Site Reliability Engineer (SRE) - Remote
Projektbewertung
Die Ausschreibung bietet einen sehr detaillierten Einblick in die Anforderungen und Erwartungen für die SRE-Rolle mit klarem Fokus auf Coaching, Wissenstransfer und Aufbau von SRE-Praktiken in einem Cloud-nativen Umfeld, wobei leider der Stundensatz nicht spezifiziert wurde.
Site Reliability Engineer (SRE)
Start: asap
Dauer: 6 Monate +++
Standort: remote
Beschreibung:
We are building up Site Reliability Engineering (SRE) practices for our mission-critical Customer Portal, a cloud-native, self-service, and transactional platform that is central to our digital business. The portal is delivered by an Agile Release Train (ART) with 15 teams, responsible for the platform and cross-cutting functions. In addition, external business feature teams outside the ART also contribute functionality to the portal through a shared contribution model.
To accelerate this journey, one internal team member will take the lead for SRE in a “lift & shift” approach. As this person is new to SRE, we are looking for an experienced SRE Champion (external engagement) who can provide hands-on guidance and structured coaching.
This is a transitional role: the Champion will introduce best practices, establish core reliability processes, and enable the internal lead and product teams to independently run and evolve SRE capabilities after the engagement ends.
Responsibilities:
• Act as coach and mentor for the internal SRE lead, ensuring structured knowledge transfer.

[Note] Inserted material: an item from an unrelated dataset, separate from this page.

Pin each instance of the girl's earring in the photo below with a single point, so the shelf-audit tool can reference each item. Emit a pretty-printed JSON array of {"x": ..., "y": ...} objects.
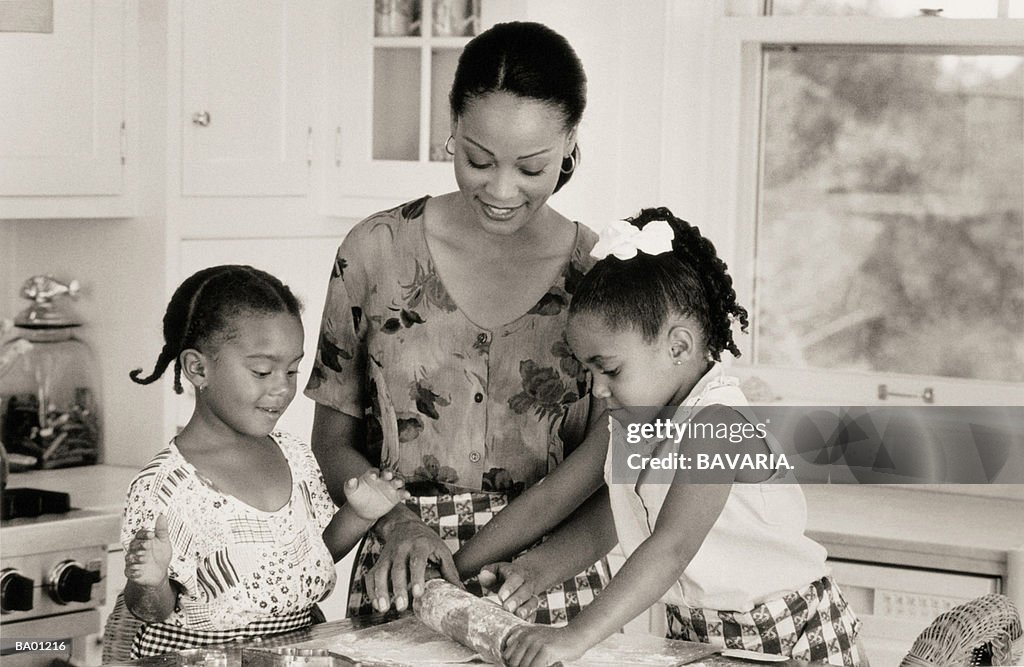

• Establish and pilot SRE foundations for the Customer Portal: SLO/SLI framework, error budgets, incident/post-mortem processes, and runbooks.
• Guide the setup of observability, monitoring, and alerting aligned with business reliability needs.
• Promote a cultural shift toward “you build it, you run it” across teams delivering to the portal.
• Define a handover roadmap and playbook to secure sustainable ownership post-engagement.
• Collaborate with both ART teams and external business feature teams to align responsibilities and reliability goals.
• Ensure SRE practices are included in the onboarding process for new ART-external feature teams, providing guardrails and playbooks for reliability.
• Identify skills and roles needed for a SRE team Experience
Required Skills & Experience:
• 5+ years establishing or scaling SRE practices for complex, high-traffic, cloud-native products.
• Experience introducing SRE in organizations without existing SRE structure
• Expertise with observability and monitoring tooling (e.g., Dynatrace, Prometheus, Grafana, ELK/Opensearch, or similar).
• Proven track record implementing SLO/SLI/error budget frameworks.
• Hands-on experience with incident response, root cause analysis, and automation for reliability.
• Solid understanding of DevOps practices, CI/CD, and infrastructure-as-code.
• Strong communication and coaching skills to upskill less experienced colleagues.
Nice to Have:
• Familiarity with AIOps and reliability automation.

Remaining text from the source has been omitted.